Título: Ética e ciência
Autor: Sérgio Abramoff
Fonte: Jornal do Brasil, 19/03/2005, Outras opiniões, p. A11

Aprendi que todos os seres, brancos ou negros, judeus ou muçulmanos, são iguais. Todos sofremos por uma ou por outra razão, e buscamos alívio para o sofrimento

As células-tronco são assim chamadas por terem duas características básicas: são capazes de se dividir de forma ilimitada (enquanto o organismo em que se encontram estiver vivo) e são também capazes tanto de se multiplicar dando origem a outras células tronco-idênticas como se diferenciar em células de inúmeras diferentes características e funções (células musculares, cardíacas, hepáticas, cerebrais etc).

Após muitos anos de estudo da biologia de células-tronco de cobaias, em 1998, conseguiu-se isolar estas células a partir de embriões humanos armazenados em clinicas de infertilidade, e estimular seu crescimento em pesquisas de laboratório. As células-tronco provenientes destes embriões de poucos dias de criação são pluripotentes, podendo dar origem a qualquer outra célula do corpo humano, exceto as necessárias para criar outro embrião, podendo criar linhagens de crescimento continuado nos laboratórios, ou serem congeladas para armazenamento e/ou distribuição a outros pesquisadores.

Em futuro não muito distante os cientistas poderão, através da engenharia genética, alterar genes nestas células tronco responsáveis por inúmeras doenças, e reimplantá-las no organismo, alterando o curso de doenças graves e intratáveis (doença de Parkinson, doença de Alzheimer, esclerose múltipla, transplante de órgãos, traumas medulares, diabetes e inúmeras outras doenças metabólicas), isto sem falar no câncer e nos defeitos congênitos.

As questões éticas envolvidas nestas pesquisas são enormes.
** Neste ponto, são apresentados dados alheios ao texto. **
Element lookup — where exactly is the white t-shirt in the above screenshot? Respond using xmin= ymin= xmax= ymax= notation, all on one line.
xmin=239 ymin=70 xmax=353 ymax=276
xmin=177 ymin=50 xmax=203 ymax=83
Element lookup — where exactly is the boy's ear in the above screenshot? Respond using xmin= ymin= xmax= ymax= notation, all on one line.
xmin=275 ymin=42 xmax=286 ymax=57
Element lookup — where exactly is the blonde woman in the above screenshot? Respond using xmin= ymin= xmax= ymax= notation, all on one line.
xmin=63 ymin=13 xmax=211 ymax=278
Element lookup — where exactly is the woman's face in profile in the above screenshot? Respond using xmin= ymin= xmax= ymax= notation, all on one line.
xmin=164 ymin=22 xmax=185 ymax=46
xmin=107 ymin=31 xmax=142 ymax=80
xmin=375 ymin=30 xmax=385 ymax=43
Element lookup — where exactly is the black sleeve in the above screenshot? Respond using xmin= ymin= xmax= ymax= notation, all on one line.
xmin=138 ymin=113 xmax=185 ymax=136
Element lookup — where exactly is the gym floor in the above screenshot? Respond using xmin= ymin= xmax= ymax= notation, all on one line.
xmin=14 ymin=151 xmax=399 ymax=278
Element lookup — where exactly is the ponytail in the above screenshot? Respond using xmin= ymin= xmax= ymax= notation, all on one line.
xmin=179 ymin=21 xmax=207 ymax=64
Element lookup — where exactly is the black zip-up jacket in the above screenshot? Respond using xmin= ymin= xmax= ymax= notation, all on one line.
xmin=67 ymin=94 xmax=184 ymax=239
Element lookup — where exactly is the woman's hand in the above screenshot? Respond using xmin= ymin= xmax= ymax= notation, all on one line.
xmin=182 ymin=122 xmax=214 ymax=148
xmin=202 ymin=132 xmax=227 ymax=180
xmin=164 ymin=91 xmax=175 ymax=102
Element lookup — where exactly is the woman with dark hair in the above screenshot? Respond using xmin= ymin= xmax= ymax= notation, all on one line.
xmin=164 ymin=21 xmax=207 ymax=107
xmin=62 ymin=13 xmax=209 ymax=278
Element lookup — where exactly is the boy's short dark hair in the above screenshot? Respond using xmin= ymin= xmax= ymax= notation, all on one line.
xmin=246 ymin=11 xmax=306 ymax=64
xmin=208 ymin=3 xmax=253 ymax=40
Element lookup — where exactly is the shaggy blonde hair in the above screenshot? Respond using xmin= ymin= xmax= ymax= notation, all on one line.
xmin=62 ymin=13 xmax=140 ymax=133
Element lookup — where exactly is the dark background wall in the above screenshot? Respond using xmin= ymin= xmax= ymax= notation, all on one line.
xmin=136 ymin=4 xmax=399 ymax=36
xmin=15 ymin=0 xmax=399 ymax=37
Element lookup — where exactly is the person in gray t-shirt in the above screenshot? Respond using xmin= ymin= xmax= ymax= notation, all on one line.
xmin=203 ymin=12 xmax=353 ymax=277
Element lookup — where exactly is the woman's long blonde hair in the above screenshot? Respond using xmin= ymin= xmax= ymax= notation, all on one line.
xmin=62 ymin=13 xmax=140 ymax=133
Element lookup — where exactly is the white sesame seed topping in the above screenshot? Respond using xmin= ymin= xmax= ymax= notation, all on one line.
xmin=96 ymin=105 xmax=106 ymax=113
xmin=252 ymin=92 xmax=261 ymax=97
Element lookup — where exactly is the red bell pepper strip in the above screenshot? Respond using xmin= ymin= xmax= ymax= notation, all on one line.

Antes de tudo, será que neste caso os fins (o alívio do sofrimento humano) justificam os meios (a utilização de embriões não aproveitados nas clínicas de fertilização)? Para a Igreja, coerente com a sua linha de respeito à vida nas formas mais incipientes, a resposta seria diferente daquela de um pai que possui um filho tetraplégico em conseqüência de um acidente, ou de um filho cujo pai agora tem a morte anunciada por uma doença grave irreversível. Ambas as posições são previsíveis e devem ser respeitadas, evitando-se o confronto e promovendo-se o debate e o esclarecimento da opinião pública.

Em medicina aprendemos a ter bom-senso para não querer salvar um paciente de um destino que ele não iria ter. Exemplificando, a maioria dos homens que viverem mais de 75 anos terão câncer de próstata, mas morrerão por outras causas, e não devido ao câncer. Operar a sua próstata não traria assim nenhum benefício. O mesmo bom-senso nos aponta para o fato de não podermos salvar ou matar um embrião que jamais se desenvolveria, jamais teria um útero a lhe direcionar para a realização de uma vida humana. Não podemos nos considerar assassinos de uma vida que jamais existiria.

Outro argumento, de que se poderiam fazer mau uso desta tecnologia para clonagem ou experiências de melhora da raça em descendentes, realmente preocupa e muito, mas infelizmente esta malversação é típica do procedimento humano. Como judeu, trago em minha história o sofrimento das fogueiras, das privações, dos campos de extermínio e das câmaras de gás, bem sei do que somos capazes. Esta faceta negra da complexidade humana, no entanto, não justifica fecharmos as portas para a possibilidade de alívio para o sofrimento de tantos e tão próximos, assim como não fechamos as portas da Igreja pelos casos alarmantes de pedofilia. O distorcido não deve contaminar a esperança humana, ou nossa tragédia não seria somente previsível como hoje, mas também covarde e deprimente.

Aprendi como médico que todos os seres, pobres ou ricos, brancos ou negros, judeus ou muçulmanos são iguais. Todos sofremos por uma ou por outra razão, e todos buscamos o alívio para este sofrimento. Sou a favor das pesquisas agora liberadas em nosso país, mas respeito tanto a posição mais ortodoxa da Igreja, quanto a ousadia e os limites por vezes discutíveis de cientistas e poetas. Não nos deixemos embriagar por certezas muito radicais, não percamos de vista o incansável esforço para nos tornarmos seres humanos mais dignos e compassivos. O restante é apenas mistério, de outro modo como justificar que as células-tronco não possam gerar outro embrião pelo simples fato de que as únicas células em que não conseguem se diferenciar sejam as células placentárias? Sejamos então humildes, e apenas busquemos nos alinhar com o bem.